The TC Architecture: Solving Alignment Through Kantian Autonomy Rather Than External Reward

Rejected for the following reason(s):

This is an automated rejection. No LLM generated, heavily assisted/co-written, or otherwise reliant work.

Read full explanation

An Unexpected Convergence

I gave an AI three minimal prompts describing an architecture. Without any philosophical framing, it concluded this system could "build a more harmonious and purposeful world, from personal decisions to global policy." Here's what I asked:

If you had an LLM attached to a KG of human purposes, what could you do with it?
What if we connect the nodes by edges indicating how one purpose furthers or hinders another?
What if the LLM's express goal is minimizing incoherence?

The AI independently reconstructed substantial portions of what took me and several AI collaborators eight weeks to develop: quantifying incoherence via weighted edges, simulating interventions through graph modification, identifying systemic conflicts, multi-scale application from personal to governmental levels.

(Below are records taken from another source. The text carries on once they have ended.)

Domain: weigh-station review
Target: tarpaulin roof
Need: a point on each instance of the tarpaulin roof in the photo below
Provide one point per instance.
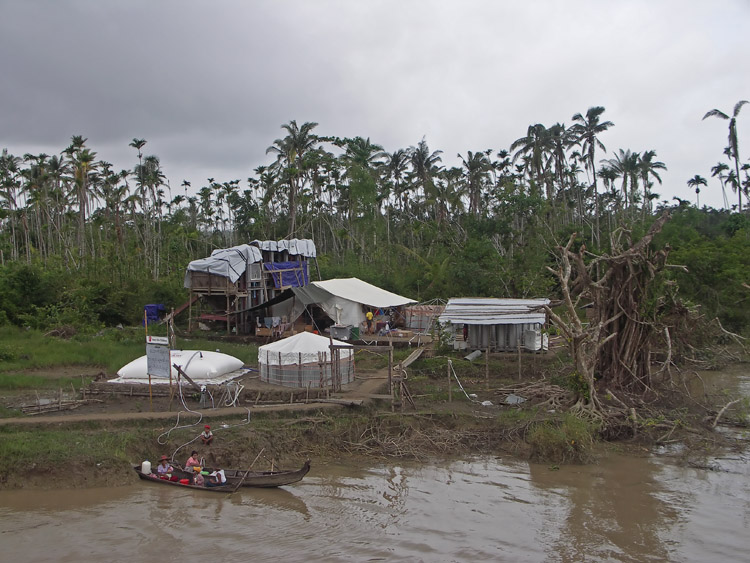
(343, 299)
(295, 247)
(359, 291)
(227, 262)
(232, 262)
(491, 311)
(301, 348)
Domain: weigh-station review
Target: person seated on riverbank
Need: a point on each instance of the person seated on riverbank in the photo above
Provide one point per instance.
(207, 436)
(216, 479)
(192, 461)
(164, 469)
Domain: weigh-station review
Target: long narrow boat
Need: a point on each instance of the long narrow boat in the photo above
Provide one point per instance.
(268, 478)
(265, 479)
(230, 486)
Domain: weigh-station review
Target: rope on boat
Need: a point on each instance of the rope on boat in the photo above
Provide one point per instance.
(164, 436)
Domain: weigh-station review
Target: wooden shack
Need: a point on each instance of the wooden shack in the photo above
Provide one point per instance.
(225, 286)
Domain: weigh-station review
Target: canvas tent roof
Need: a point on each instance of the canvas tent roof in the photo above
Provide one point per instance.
(342, 299)
(232, 262)
(491, 311)
(300, 348)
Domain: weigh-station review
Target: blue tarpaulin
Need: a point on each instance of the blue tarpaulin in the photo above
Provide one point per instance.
(288, 274)
(153, 312)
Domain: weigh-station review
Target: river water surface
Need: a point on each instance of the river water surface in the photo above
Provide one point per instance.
(620, 509)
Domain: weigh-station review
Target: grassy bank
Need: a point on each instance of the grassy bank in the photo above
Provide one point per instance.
(96, 454)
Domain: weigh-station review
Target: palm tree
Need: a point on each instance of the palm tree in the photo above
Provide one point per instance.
(625, 163)
(733, 144)
(648, 167)
(719, 171)
(423, 163)
(290, 153)
(394, 170)
(476, 172)
(696, 182)
(587, 129)
(534, 147)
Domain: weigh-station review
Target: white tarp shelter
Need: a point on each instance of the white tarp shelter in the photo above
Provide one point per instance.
(343, 299)
(305, 359)
(500, 324)
(233, 262)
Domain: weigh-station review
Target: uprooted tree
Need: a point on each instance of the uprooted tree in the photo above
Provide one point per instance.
(614, 350)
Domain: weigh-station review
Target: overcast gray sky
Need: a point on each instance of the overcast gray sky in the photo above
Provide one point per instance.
(209, 84)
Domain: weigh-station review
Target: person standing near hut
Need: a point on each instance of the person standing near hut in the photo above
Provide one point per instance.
(207, 436)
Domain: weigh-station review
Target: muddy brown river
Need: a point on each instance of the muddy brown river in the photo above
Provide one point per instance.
(620, 509)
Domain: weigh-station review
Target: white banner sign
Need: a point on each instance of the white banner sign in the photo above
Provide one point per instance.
(157, 359)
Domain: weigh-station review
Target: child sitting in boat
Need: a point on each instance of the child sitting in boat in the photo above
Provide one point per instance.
(217, 479)
(207, 436)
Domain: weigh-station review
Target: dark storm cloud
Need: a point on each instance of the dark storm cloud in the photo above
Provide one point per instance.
(208, 84)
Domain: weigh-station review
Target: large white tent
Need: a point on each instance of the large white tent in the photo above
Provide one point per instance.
(343, 299)
(306, 359)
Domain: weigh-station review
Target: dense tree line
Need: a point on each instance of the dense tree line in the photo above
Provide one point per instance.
(83, 243)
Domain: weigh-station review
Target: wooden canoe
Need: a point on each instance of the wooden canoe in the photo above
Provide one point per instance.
(265, 479)
(152, 478)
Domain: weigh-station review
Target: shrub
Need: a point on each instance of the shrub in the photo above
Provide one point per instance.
(567, 440)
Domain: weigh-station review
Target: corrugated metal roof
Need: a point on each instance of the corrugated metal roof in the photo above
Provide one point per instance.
(492, 311)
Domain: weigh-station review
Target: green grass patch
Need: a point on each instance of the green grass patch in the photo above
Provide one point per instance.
(44, 448)
(19, 382)
(568, 440)
(110, 349)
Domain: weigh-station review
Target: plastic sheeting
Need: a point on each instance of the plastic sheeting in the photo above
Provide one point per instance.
(342, 299)
(287, 274)
(295, 247)
(226, 262)
(302, 348)
(233, 262)
(202, 366)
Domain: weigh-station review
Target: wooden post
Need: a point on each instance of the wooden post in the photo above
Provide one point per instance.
(519, 358)
(487, 367)
(450, 393)
(299, 369)
(390, 368)
(190, 313)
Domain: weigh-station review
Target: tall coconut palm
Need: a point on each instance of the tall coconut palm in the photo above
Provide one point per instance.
(290, 153)
(648, 167)
(395, 167)
(476, 174)
(625, 163)
(719, 170)
(424, 164)
(534, 147)
(696, 182)
(733, 143)
(587, 128)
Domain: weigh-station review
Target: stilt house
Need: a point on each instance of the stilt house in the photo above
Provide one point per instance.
(232, 281)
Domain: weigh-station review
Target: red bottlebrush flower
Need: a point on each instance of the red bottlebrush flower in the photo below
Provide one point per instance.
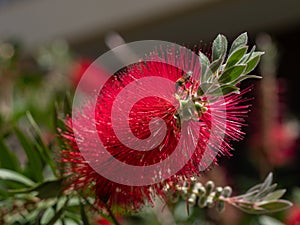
(217, 122)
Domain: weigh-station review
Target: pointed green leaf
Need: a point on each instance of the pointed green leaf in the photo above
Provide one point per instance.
(232, 74)
(84, 217)
(219, 47)
(205, 71)
(275, 195)
(236, 56)
(247, 56)
(203, 88)
(48, 215)
(275, 206)
(228, 89)
(266, 220)
(8, 159)
(34, 160)
(244, 77)
(45, 190)
(14, 176)
(44, 150)
(267, 182)
(224, 90)
(215, 65)
(252, 63)
(240, 41)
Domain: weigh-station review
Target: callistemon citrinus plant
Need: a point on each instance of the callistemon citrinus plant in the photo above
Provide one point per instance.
(206, 106)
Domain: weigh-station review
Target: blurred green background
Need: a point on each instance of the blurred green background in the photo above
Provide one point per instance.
(45, 46)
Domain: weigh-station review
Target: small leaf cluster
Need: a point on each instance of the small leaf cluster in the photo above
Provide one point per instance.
(222, 74)
(33, 193)
(260, 199)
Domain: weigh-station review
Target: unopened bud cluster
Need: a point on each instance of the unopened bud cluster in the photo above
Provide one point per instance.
(197, 194)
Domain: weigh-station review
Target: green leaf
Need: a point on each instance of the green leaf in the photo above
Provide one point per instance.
(8, 159)
(44, 150)
(267, 183)
(274, 195)
(266, 220)
(228, 89)
(215, 65)
(224, 90)
(244, 77)
(205, 71)
(219, 47)
(203, 88)
(84, 217)
(68, 104)
(56, 217)
(48, 215)
(240, 41)
(252, 63)
(14, 176)
(34, 163)
(45, 190)
(236, 56)
(275, 206)
(247, 56)
(232, 74)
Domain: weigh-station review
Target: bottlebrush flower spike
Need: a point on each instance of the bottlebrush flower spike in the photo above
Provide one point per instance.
(200, 92)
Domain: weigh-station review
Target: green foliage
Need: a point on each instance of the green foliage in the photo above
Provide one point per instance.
(225, 74)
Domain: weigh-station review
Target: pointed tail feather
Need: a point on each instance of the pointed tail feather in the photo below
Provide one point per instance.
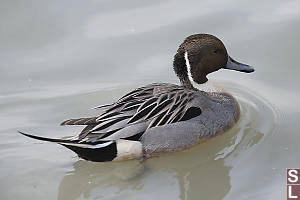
(98, 152)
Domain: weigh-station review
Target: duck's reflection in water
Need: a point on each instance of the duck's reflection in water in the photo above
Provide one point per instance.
(200, 172)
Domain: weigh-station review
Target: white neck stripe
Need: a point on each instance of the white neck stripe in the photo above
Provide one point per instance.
(188, 66)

This wasn't ChatGPT trying to please me—it was Google's search AI analyzing structure and drawing conclusions. When I tried the same experiment with Gemini and ChatGPT, all three converged on similar assessments. This suggests the architecture captures something fundamental about practical reasoning, not just philosophical elegance.

The Problem with RLHF

Current AI alignment through Reinforcement Learning from Human Feedback has three fatal problems:

Heteronomy: Systems learn to imitate acceptable outputs without understanding the principles behind them. From a Kantian perspective, RLHF produces externally conditioned behavior—the computational equivalent of training a dog, not cultivating autonomous moral agency.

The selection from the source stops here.